Teguh Santosa: Indonesia Harus Berdiri Sendiri dalam Menjaga Keamanan dan Kepentingan Nasional

PALEMBANG – Direktur Geopolitik GREAT Institute, Dr. Teguh Santosa, menegaskan bahwa Indonesia tidak bisa lagi bergantung pada kebaikan negara lain dalam menjaga keamanan dan kepentingan nasional di tengah perubahan besar dalam sistem internasional.

Tantangan Kepemimpinan Nasional

Teguh menyampaikan pandangannya ini dalam sebuah workshop di Palembang, Sumatera Selatan, Sabtu (16/5/2026). Menurutnya, setiap era memiliki tantangan yang berbeda sehingga kebijakan yang diambil para pemimpin nasional tidak dapat disamaratakan. “Setiap masa memiliki tantangan yang berbeda. Pemimpin pada setiap masa itu pun mengambil kebijakan yang berbeda yang intinya adalah agar Indonesia bisa tetap survived di tengah pergolakan dunia,” ujar Teguh.

Perubahan Tantangan dari Masa ke Masa

Ia kemudian membandingkan empat pemimpin Indonesia dari era berbeda, yakni Soekarno, Soeharto, B. J. Habibie, dan Presiden Prabowo Subianto. Menurut Teguh, setiap pemimpin menghadapi tantangan yang berbeda sesuai dengan zamannya, mulai dari menjaga kemerdekaan politik hingga menghadapi runtuhnya sistem internasional yang melibatkan superpower.

Menurut Teguh, melemahnya tatanan multilateral membuat Indonesia tidak lagi dapat bergantung pada jaminan keamanan maupun ekonomi dari luar. Kondisi ini menuntut adanya konsolidasi internal melalui penguatan ketahanan nasional di berbagai sektor.

Prinsip Inclusive Security

Teguh menyebut pendekatan ini sebagai prinsip inclusive security, di mana Indonesia harus membangun kemampuan bertahan dari dalam negeri sendiri tanpa mengandalkan pihak luar. Program-program seperti makan bergizi gratis, Koperasi Merah Putih, Sekolah Rakyat, hingga hilirisasi industri dinilai sebagai strategi memperkuat fondasi bangsa.

Teguh juga menyinggung pentingnya Indonesia untuk menjalankan industrialisasi dan hilirisasi seperti yang dilakukan oleh Tiongkok agar tidak terus terjebak sebagai eksportir bahan mentah dan importir barang jadi.

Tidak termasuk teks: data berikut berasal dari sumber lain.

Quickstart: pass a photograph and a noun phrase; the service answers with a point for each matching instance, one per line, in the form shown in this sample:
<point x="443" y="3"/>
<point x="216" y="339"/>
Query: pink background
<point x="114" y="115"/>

Untuk memperkuat analisisnya, Teguh juga merujuk pada pemikir realisme politik seperti Hans Morgenthau dan Kenneth Waltz. Morgenthau menekankan bahwa politik internasional merupakan perjuangan kekuasaan, sementara Waltz menilai bahwa di dalam struktur internasional yang anarkis, setiap negara harus melakukan self-help.

Di penutup paparannya, Teguh mengajak para content creator untuk memahami konteks geopolitik di balik kebijakan publik yang saat ini sedang dilakukan oleh pemerintah. “Narasi yang kalian bangun harus berbasis pemahaman bahwa Indonesia sedang menata ulang posisinya. Bukan sekadar mengikuti arus, tapi menciptakan arus sendiri,” tandasnya.